I’m too exhausted to be perfect

Back in 2012 I decided to enroll in graduate school. What was I thinking? Could I take care of three children, be a wife, work full time, and add school to the mix? Surely I was not the first women to wear all of these hats. I had this idea that I could balance everything and not miss a beat. Well, only by the grace of God and Him holding my mind together was I able to do all of this and survive. I’m graduating in a few weeks.  Getting my Master’s degree is something I wanted to do even before getting married and having children and I wasn’t built for giving up on my dreams. As time progressed and I got more involved in school I became so tired I wanted to just stop, but I couldn’t. This was no longer just a personal goal, but also a lesson about education and teaching my kids to pursue their dreams. What would my kids think about mommy quitting school? I must say, I had a lot of those “mommy moments” where I just literally broke down. I became so exhausted from trying to care for my family, cooking, cleaning, attending school events, pursuing my degree, and working. There were times I was just down right angry and didn’t want to be bothered. I couldn’t rest and I started having chest pains because I was anxious, worried, frustrated, and just plain TIRED!!!!  One day I cried out to God and asked for help cause I just could not keep going like this. Why was I trying so hard to do everything? This was God’s question to me. This is what I’m suppose to be doing was my answer. Wrong. Yes, I am a strong woman.

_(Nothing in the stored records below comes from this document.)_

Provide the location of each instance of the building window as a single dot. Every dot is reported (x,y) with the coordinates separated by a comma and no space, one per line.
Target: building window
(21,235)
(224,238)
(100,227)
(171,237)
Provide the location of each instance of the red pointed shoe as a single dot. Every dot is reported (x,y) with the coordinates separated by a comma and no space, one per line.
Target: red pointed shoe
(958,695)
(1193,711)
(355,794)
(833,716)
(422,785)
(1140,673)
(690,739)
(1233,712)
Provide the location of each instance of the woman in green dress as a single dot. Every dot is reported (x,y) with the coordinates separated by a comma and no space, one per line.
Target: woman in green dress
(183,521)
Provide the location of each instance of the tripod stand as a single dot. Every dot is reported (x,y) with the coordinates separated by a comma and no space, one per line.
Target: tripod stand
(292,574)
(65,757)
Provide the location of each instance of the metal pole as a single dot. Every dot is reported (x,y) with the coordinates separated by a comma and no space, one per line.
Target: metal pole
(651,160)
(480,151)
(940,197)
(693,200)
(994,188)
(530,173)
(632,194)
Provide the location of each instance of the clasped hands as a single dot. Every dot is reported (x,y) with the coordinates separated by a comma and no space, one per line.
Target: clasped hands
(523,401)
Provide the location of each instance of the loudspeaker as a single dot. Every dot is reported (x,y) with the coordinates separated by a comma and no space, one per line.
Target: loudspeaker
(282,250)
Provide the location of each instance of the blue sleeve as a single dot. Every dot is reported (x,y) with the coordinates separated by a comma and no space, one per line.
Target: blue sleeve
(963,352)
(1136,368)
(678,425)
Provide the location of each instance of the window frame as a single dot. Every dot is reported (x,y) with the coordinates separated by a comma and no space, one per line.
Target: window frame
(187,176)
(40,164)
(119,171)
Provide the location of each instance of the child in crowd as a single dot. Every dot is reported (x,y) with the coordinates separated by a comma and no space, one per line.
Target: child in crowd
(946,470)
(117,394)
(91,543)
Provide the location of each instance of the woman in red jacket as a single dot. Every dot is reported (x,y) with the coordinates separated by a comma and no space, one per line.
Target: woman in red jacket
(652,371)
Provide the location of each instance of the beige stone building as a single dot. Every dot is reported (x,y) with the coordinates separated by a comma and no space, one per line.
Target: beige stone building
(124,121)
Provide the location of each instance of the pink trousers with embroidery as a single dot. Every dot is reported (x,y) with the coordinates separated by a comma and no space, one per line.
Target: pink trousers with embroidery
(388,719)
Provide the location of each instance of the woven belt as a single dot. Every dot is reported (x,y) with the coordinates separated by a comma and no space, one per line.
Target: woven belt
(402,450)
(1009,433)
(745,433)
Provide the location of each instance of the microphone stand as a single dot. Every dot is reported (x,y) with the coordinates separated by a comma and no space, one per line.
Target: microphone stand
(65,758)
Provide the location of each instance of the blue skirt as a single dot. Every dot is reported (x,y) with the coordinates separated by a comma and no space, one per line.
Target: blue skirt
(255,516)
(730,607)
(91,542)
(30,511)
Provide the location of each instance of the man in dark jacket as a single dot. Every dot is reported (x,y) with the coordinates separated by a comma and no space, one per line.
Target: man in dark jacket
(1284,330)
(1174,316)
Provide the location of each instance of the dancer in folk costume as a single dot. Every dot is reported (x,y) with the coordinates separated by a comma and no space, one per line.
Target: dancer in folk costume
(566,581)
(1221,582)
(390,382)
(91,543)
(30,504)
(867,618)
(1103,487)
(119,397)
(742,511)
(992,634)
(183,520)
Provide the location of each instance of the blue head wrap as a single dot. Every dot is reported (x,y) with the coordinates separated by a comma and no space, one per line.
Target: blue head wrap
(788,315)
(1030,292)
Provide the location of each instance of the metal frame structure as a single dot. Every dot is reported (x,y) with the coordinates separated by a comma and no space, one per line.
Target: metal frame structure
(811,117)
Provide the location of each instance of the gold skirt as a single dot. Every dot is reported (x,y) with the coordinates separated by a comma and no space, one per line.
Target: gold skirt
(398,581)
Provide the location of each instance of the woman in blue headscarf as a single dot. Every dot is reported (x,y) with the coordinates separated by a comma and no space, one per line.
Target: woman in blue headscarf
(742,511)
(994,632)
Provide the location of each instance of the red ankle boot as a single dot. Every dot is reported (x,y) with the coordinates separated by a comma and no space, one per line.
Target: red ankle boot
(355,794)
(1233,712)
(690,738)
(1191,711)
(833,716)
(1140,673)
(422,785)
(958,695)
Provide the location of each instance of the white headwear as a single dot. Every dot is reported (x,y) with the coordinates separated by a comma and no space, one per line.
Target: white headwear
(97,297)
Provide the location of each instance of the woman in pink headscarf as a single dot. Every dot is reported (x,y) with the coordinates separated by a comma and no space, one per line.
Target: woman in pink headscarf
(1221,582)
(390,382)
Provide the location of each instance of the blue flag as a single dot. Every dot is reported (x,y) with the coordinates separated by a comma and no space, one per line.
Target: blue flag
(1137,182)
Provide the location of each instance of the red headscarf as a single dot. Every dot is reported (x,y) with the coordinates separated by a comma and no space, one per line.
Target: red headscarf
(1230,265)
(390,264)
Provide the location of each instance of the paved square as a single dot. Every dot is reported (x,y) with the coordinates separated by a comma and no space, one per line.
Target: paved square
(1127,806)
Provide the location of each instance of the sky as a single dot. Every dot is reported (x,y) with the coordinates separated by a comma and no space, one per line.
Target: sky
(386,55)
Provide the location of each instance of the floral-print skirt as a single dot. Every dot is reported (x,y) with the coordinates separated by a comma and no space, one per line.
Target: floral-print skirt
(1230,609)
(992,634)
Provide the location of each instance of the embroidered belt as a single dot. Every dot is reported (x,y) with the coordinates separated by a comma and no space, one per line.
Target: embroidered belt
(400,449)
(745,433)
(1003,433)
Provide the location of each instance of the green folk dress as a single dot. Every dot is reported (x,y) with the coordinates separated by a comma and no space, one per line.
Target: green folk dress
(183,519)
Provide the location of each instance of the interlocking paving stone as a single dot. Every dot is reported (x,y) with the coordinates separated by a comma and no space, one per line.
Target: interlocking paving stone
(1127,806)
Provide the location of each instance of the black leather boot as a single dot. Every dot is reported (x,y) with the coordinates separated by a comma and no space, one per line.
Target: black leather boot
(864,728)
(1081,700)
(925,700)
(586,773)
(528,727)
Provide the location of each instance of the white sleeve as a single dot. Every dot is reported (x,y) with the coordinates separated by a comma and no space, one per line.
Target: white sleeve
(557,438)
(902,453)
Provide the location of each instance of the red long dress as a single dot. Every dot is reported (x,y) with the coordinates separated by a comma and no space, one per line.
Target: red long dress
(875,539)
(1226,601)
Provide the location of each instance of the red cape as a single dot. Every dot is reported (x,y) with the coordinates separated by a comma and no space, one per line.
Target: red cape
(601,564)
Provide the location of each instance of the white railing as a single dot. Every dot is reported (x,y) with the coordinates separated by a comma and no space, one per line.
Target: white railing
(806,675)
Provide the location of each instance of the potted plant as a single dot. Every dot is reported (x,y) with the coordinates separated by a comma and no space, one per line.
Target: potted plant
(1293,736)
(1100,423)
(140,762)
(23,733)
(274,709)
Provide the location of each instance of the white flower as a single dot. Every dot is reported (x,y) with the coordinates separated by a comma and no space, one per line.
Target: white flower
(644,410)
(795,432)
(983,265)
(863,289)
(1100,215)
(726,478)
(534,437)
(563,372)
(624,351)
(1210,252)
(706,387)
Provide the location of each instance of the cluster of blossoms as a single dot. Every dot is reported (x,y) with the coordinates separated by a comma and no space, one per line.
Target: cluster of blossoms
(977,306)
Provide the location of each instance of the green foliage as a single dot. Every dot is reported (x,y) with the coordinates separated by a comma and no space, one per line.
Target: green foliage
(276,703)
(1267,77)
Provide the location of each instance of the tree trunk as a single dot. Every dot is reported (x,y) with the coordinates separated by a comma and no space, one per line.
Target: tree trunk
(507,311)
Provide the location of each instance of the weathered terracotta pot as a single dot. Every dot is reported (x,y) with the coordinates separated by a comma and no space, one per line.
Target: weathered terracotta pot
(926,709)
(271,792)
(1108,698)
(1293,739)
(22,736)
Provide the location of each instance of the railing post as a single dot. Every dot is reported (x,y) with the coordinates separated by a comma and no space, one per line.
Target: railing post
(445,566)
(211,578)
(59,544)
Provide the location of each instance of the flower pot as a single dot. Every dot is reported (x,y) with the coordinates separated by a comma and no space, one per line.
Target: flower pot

I’m determined and I don’t give up easy, but God was telling me there was no need to work myself to “death”. Yes. I said death. If I didn’t let go and ask for help, that’s exactly what I would be doing.  I think we women sometimes bite off more than we can chew and because we think this is what we were designed to do we just deal with it. I didn’t have to cook a freshly prepared meal every night, so I didn’t. I had couldn’t make it to every school event so I stopped stressing over it.  So what if my house wasn’t squeaky clean, I have 3 kids. Believe me when I say, I am still a work in progress, but the perfectionist mind I once had is being renewed through prayer and time with God. Without Him, I would be lost and and exhausted.